Governments also need to make it easier for traders and business people to move between African countries, Mr. Sezibera said. ‘It is not enough to let the goods move. People must move as well,’ he said, welcoming an initiative between Rwanda, Uganda and Kenya to allow their citizens to use their national identity cards to cross internal borders. ‘Informal women traders do not have passports,’ he said.
The multilateral Trade Facilitation Agreement, agreed to by members of the World Trade Organization (WTO) last December, will require all member states to revamp their legal and regulatory frameworks, simplify border and customs procedures and cut red tape. Trade facilitation will allow African companies to reach a larger market and achieve economies of scale, contributing to increased competitiveness in global markets. Trade facilitation will also enable the establishment of cross-border value chains in which companies, including SMEs, in different countries specialize in distinct tasks in the production chain.
African countries need to establish trade facilitation priorities and, with the help of the international community, execute them, said Ambassador Yonov Frederick Agah, Deputy Director-General of the WTO. ‘Trade facilitation is not just about costs, it is also about the opportunity to increase revenues,’ he said.
Read ITC's recentpublication on how SMEs in developing countries can take advantage of the opportunities offered by the Trade Facilitation Agreement.
Building services economies
Without an efficient services sector, exporters cannot be competitive, so the Government of Rwanda has prioritized services development and the improvement of the regulatory environment, said Minister Kanimba.

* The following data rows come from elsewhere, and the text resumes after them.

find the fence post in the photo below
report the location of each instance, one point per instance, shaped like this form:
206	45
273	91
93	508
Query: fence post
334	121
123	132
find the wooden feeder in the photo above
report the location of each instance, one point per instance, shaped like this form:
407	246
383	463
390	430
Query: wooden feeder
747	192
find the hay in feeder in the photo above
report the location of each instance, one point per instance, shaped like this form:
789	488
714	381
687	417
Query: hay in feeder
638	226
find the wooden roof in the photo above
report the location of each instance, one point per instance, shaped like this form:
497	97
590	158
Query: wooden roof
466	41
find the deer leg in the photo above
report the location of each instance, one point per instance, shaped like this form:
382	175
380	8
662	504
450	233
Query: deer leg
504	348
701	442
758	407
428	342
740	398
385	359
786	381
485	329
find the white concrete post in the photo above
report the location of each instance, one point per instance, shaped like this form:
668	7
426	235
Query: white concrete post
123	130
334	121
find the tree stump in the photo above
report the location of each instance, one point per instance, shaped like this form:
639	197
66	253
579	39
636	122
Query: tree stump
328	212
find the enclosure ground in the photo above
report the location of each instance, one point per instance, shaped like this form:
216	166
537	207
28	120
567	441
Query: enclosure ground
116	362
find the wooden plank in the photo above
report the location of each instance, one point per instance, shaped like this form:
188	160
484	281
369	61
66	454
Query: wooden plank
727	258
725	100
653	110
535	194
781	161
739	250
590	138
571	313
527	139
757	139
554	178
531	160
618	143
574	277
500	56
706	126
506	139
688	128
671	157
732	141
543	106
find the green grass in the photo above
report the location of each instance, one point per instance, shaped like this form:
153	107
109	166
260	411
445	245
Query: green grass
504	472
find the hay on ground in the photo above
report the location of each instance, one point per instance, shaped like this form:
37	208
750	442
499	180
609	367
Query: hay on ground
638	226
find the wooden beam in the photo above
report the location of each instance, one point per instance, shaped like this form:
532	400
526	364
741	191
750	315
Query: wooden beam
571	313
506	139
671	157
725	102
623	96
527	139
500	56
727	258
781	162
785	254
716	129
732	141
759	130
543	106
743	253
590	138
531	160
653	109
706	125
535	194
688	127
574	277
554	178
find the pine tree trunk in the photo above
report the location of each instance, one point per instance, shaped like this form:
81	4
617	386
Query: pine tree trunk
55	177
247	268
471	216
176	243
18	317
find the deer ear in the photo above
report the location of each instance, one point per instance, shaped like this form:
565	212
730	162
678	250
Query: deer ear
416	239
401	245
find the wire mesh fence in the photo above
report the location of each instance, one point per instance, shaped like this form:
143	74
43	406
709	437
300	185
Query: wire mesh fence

‘For a small country such as Rwanda, agriculture has only limited potential even if we increase productivity,’ he said. To be able to compete in the services sector, Rwanda needs to become a knowledge-based economy and invest in education, he said.
Regional trade corridors are a key part of facilitating the flow of products, services, information and people over wide geographic areas stretching over several countries, said Johny M. Smith, Chief Executive Officer (CEO) of the Walvis Bay Corridor Group (WBCG), which has developed several trade corridors in Southern Africa. The development of trade corridors requires not only political will, but also funding and expertise, which is sometimes in short supply, hindering the establishment of important linkages between countries, he said.
Ms. González and Ambassador Valentine Rugwabiza, CEO of the Rwanda Development Board, used the occasion of the African Development Bank meeting to announce the joint organization of ITC’s World Export Development Forum (WEDF) in Kigali from 15-17 September. This 14th edition of WEDF marks the first time ITC’s flagship event is taking place in Africa.